Fortune magazine just released its index of the most powerful women in corporate America, a list that’s led by General Motors chairman and chief exec Mary Barra for the third consecutive year. The business title awarded the 55-year-old former engineering major the accolade in part because of her longevity (she’s been at the company for nearly four decades and has outlasted her counterpart at competitor Ford) and strategic positioning of GM to deal with the rise of electric and self-driving vehicles.
The magazine’s list is populated with many names a casual reader of the news will be familiar with. Right behind Barra is PepsiCo big Indra Nooyi, who’s maneuvering a beverage maker best known for selling fizzy drinks into the more lucrative health food sector. She’s also the cover star of Fortune’s current print issue. In third and fourth place respectively are Marillyn Hewson, who runs defense contractor Lockheed Martin, and IBM chief Gini Rometty.
The tech world is relatively well represented on this index, which includes Facebook’s Sheryl Sandberg, Google’s cost-cutting CFO Ruth “Vadar” Poret, Hewlett Packard Enterprises’ Meg Whitman, Apple retail boss Angela Ahrendts and YouTube’s Susan Wojcicki, who’s leading the video streaming platform into the original programming battle. Conspicuously missing however, is former Yahoo! CEO Marissa Mayer, who last appeared on the list in 2015; she left the company this summer after the once high-flying tech giant’s media assets were sold to Verizon.

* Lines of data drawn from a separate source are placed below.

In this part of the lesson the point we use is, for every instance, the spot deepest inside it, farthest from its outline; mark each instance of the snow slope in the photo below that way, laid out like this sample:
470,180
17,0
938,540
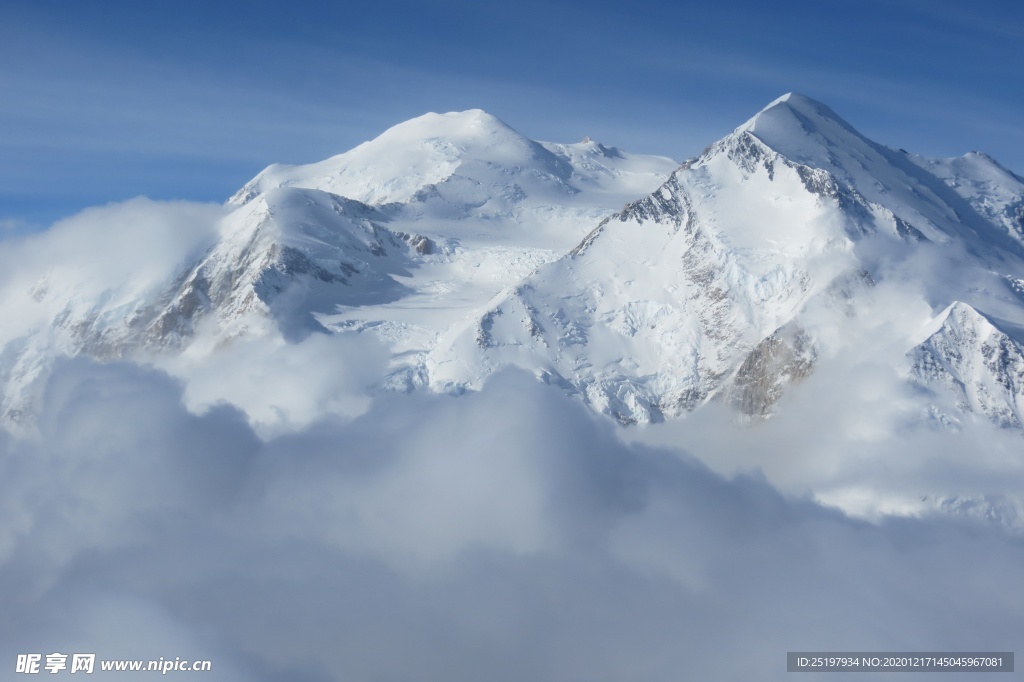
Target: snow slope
465,247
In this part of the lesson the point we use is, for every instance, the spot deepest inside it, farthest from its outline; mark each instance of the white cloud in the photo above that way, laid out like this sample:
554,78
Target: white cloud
502,535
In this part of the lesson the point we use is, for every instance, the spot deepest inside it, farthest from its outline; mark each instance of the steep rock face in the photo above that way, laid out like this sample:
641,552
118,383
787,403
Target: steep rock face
785,356
697,291
466,247
979,364
288,254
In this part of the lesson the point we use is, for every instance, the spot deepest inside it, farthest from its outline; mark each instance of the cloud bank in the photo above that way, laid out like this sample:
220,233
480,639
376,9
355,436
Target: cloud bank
502,535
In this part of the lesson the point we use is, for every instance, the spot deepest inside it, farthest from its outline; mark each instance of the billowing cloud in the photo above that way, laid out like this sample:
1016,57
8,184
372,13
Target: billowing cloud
501,535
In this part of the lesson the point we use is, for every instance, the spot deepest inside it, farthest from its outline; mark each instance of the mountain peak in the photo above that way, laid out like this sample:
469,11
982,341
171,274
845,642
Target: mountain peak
788,123
452,126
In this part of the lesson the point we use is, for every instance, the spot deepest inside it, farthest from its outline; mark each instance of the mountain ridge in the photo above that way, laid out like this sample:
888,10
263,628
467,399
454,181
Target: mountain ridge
466,247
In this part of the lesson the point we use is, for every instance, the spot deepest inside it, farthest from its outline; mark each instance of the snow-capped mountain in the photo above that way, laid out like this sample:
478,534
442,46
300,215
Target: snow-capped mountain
466,247
726,281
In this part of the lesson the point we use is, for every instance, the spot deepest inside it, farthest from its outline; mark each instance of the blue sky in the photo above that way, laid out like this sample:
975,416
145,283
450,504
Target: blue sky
107,100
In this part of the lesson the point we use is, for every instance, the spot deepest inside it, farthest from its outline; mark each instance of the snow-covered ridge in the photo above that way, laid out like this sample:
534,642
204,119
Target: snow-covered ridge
465,247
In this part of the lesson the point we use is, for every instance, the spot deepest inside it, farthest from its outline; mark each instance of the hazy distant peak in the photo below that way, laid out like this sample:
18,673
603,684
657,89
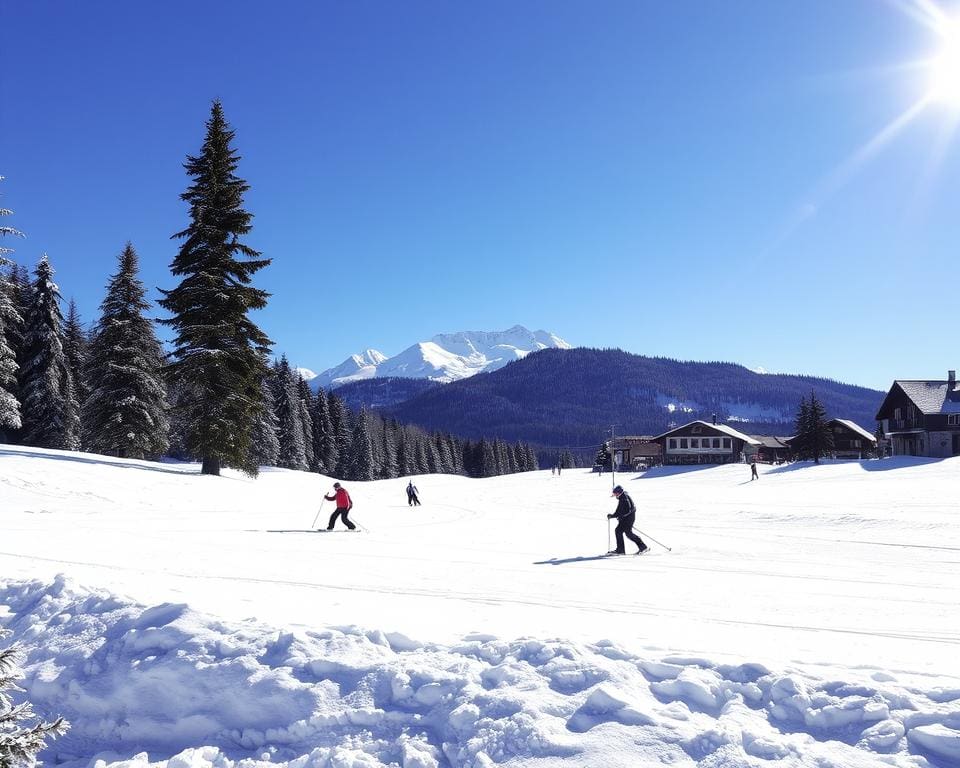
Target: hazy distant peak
444,357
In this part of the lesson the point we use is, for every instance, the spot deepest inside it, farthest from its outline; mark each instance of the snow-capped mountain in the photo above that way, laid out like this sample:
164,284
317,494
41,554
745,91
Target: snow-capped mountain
445,357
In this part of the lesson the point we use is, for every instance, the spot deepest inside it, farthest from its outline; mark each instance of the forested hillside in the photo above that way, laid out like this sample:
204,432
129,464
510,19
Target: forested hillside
570,398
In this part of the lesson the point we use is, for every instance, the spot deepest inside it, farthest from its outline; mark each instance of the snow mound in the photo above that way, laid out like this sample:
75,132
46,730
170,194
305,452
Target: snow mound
168,687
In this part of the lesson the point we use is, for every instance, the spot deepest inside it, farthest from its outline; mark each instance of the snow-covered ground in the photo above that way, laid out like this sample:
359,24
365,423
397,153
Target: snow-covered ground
805,619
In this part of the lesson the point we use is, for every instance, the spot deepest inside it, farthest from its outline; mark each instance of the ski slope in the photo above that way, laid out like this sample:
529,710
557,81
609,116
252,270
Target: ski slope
808,617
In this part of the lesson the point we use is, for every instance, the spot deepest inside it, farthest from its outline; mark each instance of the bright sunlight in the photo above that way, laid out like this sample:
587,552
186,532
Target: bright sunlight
944,87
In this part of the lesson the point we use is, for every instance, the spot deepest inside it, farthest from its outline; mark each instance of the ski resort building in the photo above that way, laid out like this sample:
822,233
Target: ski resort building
922,418
851,441
636,452
700,442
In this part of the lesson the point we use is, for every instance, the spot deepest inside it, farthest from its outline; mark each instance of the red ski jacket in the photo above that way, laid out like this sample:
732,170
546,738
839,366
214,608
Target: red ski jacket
342,498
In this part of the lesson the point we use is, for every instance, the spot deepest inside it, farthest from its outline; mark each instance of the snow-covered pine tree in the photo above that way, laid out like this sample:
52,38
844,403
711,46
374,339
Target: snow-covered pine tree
10,321
324,448
9,403
305,400
76,346
532,463
360,461
264,445
218,349
126,411
341,428
290,432
45,384
21,735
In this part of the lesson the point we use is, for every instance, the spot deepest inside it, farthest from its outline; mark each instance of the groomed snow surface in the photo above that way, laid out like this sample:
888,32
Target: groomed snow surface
805,619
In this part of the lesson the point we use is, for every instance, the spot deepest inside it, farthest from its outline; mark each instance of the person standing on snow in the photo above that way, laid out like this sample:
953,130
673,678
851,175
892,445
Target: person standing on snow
412,499
344,505
626,515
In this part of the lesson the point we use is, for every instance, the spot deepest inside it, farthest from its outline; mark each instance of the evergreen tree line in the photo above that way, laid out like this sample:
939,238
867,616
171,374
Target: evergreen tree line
813,437
215,397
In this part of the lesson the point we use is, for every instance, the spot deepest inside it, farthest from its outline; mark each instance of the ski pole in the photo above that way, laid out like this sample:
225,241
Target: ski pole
669,549
318,512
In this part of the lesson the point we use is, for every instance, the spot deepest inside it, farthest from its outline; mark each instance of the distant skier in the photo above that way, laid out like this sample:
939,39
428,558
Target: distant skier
412,499
344,505
626,515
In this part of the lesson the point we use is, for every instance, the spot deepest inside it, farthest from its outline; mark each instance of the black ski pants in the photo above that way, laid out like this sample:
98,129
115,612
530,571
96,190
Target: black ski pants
625,528
341,512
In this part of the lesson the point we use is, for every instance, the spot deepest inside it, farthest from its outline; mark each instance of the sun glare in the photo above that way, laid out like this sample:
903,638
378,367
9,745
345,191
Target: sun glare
944,87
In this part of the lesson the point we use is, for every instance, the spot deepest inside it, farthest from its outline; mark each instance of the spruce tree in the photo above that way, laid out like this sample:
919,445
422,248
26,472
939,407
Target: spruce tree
324,448
341,428
125,413
821,438
290,431
9,402
21,736
264,445
360,462
218,349
10,322
45,381
305,401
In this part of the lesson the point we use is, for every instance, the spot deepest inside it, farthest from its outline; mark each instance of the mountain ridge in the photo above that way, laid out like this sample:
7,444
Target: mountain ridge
445,357
559,398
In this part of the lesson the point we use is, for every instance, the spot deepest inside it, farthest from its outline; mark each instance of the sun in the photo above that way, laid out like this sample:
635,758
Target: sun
944,68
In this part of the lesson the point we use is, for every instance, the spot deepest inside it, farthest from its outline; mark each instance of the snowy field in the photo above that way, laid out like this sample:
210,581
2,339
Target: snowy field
806,619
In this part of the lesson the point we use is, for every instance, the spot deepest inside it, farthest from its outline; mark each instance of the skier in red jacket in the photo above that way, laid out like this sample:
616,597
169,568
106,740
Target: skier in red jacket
344,505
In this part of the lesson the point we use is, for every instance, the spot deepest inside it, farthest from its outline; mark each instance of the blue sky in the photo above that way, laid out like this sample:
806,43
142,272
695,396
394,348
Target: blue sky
687,179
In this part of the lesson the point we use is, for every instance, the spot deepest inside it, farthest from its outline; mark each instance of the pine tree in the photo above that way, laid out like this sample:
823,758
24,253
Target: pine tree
290,431
75,349
360,462
340,428
9,402
821,438
126,412
264,445
45,376
10,322
324,448
19,740
305,400
813,440
218,350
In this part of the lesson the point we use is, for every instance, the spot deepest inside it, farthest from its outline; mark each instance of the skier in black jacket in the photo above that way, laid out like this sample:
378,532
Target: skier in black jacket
625,515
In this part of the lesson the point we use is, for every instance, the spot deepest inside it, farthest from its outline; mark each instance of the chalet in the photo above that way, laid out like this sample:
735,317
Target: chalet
636,451
700,442
922,418
769,449
851,441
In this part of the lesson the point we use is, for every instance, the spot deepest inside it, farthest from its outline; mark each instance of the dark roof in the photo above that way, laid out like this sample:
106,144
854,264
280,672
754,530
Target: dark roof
722,428
769,441
929,396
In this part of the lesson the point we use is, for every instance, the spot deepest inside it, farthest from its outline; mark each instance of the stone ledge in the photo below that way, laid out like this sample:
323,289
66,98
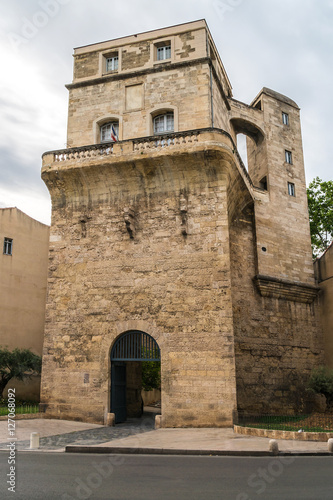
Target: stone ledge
283,289
24,416
322,437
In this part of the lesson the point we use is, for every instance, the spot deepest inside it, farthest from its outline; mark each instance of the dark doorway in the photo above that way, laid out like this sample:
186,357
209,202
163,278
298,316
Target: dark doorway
118,392
127,355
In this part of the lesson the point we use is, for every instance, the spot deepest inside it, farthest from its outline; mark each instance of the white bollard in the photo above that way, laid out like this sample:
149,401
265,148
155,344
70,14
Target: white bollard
34,440
330,445
273,446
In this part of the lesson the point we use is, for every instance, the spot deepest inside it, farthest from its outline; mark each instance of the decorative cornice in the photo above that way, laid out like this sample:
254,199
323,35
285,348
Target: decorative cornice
287,290
158,68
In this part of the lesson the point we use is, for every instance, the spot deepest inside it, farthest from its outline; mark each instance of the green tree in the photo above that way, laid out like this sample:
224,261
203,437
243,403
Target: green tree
19,364
320,201
321,382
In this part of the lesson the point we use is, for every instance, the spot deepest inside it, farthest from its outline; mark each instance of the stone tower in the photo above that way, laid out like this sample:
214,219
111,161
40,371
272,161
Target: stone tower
159,234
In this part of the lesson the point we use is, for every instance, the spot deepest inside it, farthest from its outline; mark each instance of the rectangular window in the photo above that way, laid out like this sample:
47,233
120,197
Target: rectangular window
291,189
112,63
289,158
8,246
285,118
164,53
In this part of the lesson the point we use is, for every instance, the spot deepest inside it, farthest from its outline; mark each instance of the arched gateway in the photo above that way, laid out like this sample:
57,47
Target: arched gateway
127,354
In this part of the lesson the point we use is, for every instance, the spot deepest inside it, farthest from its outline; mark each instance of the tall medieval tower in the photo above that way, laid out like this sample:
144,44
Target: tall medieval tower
162,242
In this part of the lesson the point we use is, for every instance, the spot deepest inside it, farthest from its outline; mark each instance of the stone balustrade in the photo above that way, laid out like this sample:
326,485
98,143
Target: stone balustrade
165,140
83,152
145,144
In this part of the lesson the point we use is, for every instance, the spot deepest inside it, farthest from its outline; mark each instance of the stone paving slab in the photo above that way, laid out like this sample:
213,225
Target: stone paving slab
138,435
209,440
56,434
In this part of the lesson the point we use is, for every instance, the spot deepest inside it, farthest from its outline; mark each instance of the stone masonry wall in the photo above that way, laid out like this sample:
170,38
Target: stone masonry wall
175,287
185,89
277,342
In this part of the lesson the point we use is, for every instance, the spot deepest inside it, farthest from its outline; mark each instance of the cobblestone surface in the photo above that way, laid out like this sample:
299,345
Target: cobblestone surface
92,436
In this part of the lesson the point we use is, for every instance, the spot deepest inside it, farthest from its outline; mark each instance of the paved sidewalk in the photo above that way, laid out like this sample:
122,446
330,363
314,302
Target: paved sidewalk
139,436
200,441
55,434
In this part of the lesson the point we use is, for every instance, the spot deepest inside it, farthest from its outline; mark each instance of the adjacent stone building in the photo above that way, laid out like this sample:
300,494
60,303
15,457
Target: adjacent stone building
23,280
324,276
164,246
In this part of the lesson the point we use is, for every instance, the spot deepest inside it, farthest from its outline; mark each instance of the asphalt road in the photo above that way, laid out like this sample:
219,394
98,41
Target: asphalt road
48,476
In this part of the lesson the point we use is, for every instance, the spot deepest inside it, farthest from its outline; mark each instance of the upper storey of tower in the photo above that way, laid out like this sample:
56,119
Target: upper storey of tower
153,82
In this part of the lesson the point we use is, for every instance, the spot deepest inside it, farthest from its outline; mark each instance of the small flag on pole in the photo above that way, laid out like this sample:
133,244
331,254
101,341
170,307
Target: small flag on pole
113,134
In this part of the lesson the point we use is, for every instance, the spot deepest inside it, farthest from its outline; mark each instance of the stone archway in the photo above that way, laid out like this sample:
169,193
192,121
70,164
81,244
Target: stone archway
127,354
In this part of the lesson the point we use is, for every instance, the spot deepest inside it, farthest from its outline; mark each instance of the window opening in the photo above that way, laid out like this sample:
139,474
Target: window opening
112,63
110,132
8,246
263,183
285,118
289,158
291,189
163,123
164,52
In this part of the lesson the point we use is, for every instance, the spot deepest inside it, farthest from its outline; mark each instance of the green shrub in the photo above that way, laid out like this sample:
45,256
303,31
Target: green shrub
321,382
151,375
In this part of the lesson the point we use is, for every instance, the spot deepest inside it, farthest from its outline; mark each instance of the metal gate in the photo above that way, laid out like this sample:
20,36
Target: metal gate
131,346
135,346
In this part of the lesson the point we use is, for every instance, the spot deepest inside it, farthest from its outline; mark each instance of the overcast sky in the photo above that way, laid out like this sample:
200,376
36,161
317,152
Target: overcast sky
286,45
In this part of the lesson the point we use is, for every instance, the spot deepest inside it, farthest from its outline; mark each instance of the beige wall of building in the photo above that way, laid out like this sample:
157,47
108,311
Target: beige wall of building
23,278
168,234
324,276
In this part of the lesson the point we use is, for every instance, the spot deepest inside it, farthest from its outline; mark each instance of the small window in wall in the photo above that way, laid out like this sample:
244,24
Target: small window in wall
8,246
285,118
291,189
111,62
289,158
163,123
110,132
163,51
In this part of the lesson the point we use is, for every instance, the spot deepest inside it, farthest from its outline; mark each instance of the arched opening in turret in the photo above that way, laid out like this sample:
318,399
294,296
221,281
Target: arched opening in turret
250,141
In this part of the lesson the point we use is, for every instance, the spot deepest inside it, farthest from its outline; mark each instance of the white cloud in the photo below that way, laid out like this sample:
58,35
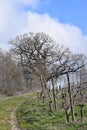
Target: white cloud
15,21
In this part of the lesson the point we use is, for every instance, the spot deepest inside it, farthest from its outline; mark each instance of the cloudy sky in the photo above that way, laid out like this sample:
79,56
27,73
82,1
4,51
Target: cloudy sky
64,20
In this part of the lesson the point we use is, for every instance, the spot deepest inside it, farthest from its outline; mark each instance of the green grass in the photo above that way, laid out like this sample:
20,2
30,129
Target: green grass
34,115
7,105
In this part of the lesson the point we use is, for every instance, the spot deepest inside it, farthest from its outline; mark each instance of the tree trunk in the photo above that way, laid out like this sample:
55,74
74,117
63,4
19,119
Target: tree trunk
54,96
70,98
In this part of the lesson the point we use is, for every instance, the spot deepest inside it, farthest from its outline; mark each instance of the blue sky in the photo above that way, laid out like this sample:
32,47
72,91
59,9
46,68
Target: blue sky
66,11
64,20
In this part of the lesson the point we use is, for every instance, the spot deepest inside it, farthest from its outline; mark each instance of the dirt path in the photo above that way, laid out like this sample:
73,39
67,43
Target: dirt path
14,121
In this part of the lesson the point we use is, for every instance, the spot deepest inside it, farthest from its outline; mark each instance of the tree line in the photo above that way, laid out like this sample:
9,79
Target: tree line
36,57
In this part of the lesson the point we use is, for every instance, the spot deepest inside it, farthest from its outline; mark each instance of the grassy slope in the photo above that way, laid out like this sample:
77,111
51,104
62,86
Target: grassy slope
34,115
6,107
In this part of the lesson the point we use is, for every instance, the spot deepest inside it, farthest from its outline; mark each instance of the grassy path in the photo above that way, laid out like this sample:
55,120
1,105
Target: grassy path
7,106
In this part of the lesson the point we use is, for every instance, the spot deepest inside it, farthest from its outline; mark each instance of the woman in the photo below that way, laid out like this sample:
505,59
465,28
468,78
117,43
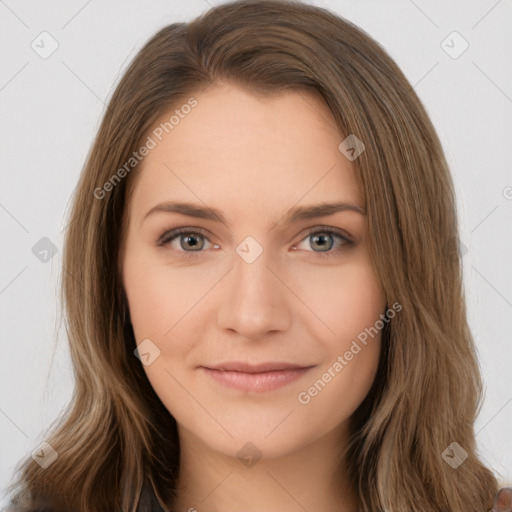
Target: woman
259,373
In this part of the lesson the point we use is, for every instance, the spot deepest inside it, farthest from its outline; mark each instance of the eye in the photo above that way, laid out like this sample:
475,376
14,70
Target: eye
323,239
186,239
183,239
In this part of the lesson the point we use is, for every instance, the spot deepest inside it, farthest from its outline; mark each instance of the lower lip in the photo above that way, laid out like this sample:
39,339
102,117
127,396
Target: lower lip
259,382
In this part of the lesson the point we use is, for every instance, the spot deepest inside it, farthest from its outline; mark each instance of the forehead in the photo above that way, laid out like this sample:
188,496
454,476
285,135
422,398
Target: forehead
256,154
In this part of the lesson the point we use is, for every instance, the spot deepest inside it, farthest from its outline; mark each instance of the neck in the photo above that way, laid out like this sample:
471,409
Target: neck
305,480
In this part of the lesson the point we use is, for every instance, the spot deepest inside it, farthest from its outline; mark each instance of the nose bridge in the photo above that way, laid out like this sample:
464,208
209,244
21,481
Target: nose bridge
254,301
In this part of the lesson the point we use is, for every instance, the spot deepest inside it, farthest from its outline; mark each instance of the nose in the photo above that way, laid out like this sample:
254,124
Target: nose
255,298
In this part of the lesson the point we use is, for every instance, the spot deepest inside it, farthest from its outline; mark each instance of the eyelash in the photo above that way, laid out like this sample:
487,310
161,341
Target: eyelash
171,235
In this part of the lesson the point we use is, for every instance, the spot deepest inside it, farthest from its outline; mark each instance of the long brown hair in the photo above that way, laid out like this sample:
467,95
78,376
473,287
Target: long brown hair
116,434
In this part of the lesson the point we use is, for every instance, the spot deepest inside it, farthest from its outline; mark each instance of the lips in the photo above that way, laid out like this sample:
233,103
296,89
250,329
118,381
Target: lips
256,368
258,378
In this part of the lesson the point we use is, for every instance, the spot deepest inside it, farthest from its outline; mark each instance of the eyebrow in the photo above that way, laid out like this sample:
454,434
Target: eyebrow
294,215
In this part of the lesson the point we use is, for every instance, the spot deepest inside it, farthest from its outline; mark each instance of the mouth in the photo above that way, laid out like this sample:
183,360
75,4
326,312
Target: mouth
255,378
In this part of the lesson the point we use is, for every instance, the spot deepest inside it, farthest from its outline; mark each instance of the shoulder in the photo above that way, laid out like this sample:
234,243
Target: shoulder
503,500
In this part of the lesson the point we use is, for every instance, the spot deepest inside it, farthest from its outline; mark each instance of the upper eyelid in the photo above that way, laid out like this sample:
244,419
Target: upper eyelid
201,231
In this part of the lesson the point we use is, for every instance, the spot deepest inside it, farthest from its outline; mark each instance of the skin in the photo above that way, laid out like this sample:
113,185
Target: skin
254,159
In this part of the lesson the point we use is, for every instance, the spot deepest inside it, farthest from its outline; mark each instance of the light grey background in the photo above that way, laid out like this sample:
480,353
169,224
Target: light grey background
50,109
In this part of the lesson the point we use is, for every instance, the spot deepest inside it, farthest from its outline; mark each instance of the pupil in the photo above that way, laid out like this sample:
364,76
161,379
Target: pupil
192,240
316,237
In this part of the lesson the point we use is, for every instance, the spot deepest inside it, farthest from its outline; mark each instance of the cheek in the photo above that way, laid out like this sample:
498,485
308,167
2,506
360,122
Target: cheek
345,300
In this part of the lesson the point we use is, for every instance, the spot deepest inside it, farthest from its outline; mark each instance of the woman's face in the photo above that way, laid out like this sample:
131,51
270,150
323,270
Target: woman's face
260,281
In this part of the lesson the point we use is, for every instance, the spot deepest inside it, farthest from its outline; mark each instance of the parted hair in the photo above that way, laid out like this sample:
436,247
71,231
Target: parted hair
115,436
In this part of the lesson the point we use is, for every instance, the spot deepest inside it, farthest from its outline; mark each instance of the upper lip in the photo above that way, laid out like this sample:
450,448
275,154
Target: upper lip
255,368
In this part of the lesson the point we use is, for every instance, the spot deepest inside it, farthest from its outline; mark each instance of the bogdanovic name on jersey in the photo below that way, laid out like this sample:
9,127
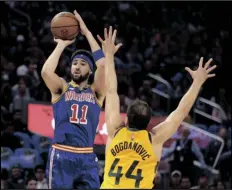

Other ladybosses come from businesses that generally shy away from the spotlight. Fidelity Investments chairman and CEO Abigail Johnson is in fourth spot, while military contractor Phebe Novakovic, JPMorgan Chase’s CFO Marianne Lake and Hershey’s president Michele Buck are also scattered among the fifty. Less glamorous companies like Best Buy (executive veep Shari Ballard), Home Depot (top exec Crystal Hanlon) and Staples (chief Shira Goodman) also have a claim.
As a bonus choice, Fortune included actress and entrepreneur Reese Witherspoon in 51st place. This isn’t entirely surprising: more than 15 years after her breakthrough on “Legally Blonde,” Witherspoon has developed a reputation as a savvy businesswoman. Her Pacific Standard production company is behind hits like “Big Little Lies” while Witherspoon’s retail brand Draper James is a very visible representative of sunny Southern style. “Between her ever-expanding business empire and her emergence as an advocate for telling women’s stories, Witherspoon is a perfect bonus pick,” the magazine’s editors wrote.